In the 1990s, LICRA opened branches abroad: in Switzerland, in Belgium, in Luxembourg, in Germany, in Portugal, in Quebec, and more recently, in Congo Brazzaville and in Austria.

From 1999, with the arrival of President Patrick Gaubert, LICRA broadened its scope to include addressing social issues such as work discrimination, citizenship, and disadvantaged youth.

==Commissions==
- The Psychological Help Commission supports distressed victims of racist or antisemitic acts.
- The Juridical Commission examines and decides whether to sue for racist speech or writing. It can also help victims with legal advice.
- The Youth Commission was created after the 2002 events to address a lack of young subscribers. It carries out local and national actions to make young people more sensitive to racism and antisemitism issues. This commission brings together subscribers aged 16 to 30 every second Sunday of the month.
- The Memory, History, and Human Rights Commission, created in 1986, informs and trains LICRA members. Its preventative actions are:
  - historical information about the members,
  - expertise regarding racism or antisemitism-related books, photos, and videos,
  - spread of historical knowledge to teachers and students.
- The Sport Commission tries to maintain sport as an integration tool. It leads prevention action towards violence in stadiums. It fights against communitarism and against those who use sport as a means of recruitment and infiltration. In Europe, the LICRA represents France in the FARE network.
- The Education Commission, led by Barbara Lefebvre and Alain Seksig, makes young people more aware of Republican values.

== Presidents ==
- Bernard Lecache (1927–1968)
- Jean Pierre-Bloch (1968–1992)
- Jean-Pierre Pierre-Bloch, son of Jean Pierre-Bloch
- Pierre Aidenbaum (1992–1999)
- Patrick Gaubert (1999–2010)
- Alain Jakubowicz (2010–2017)
- Mario Stasi (since 2017)

==Objectives and resources==
The LICRA's aim is to stay in permanent alertness concerning any kind of discrimination. It fights against everyday racism and the banalization of xenophobic acts. It helps the victims, who are often unaware of their rights. It pays attention to any racist speech in the media. It does not want to challenge the press's freedom of speech, but only to find and correct any hate or discrimination incitement. It also makes sure that any negationist document is removed from sale.

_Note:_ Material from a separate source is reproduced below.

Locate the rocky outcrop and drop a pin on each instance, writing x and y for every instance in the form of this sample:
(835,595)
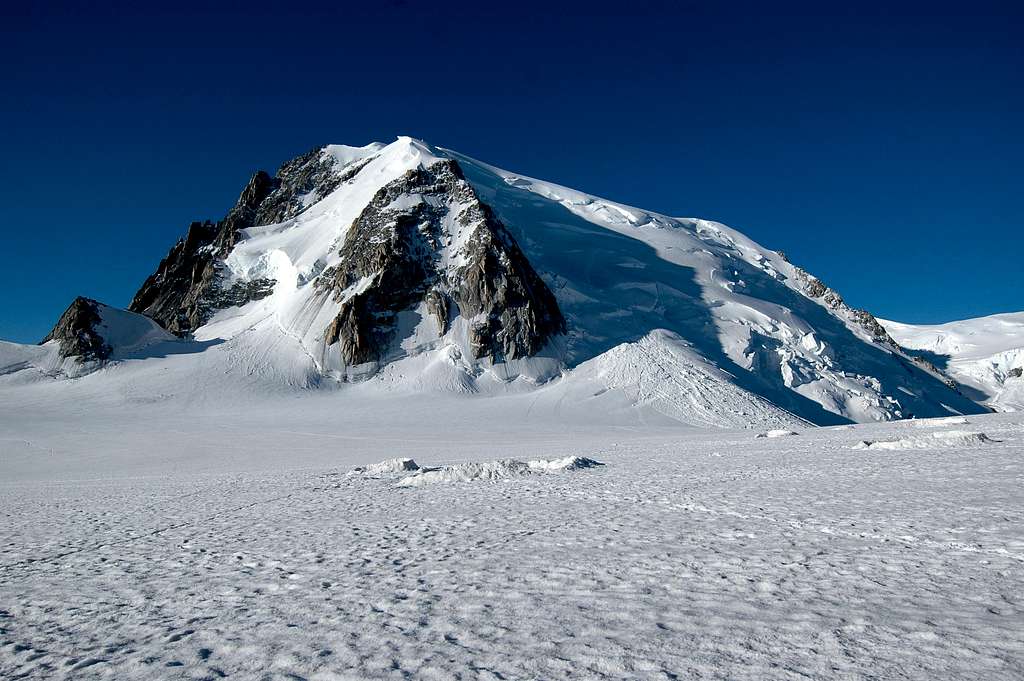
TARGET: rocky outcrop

The LICRA acts on the field via its volunteers in every region. The action program is voted on by nine commissions (historical memory, juridical, education, cultural, sport, Europe, integration, citizenship, and youth). Since 1932, the LICRA has published a newspaper called "le droit de vivre" (the right to live), which is an essential aid to expressing the LICRA's values and engagements. Given out to all the members, it is a tool of internal and external communication. It allows us to sum up LICRA's local, national, and international actions. Depending on the actuality, many personalities (political, NGO, sports, etc.) express themselves in its columns.

==Financing==
The LICRA is mainly financed by state subsidies. It receives around 500,000 euros every year from the French government.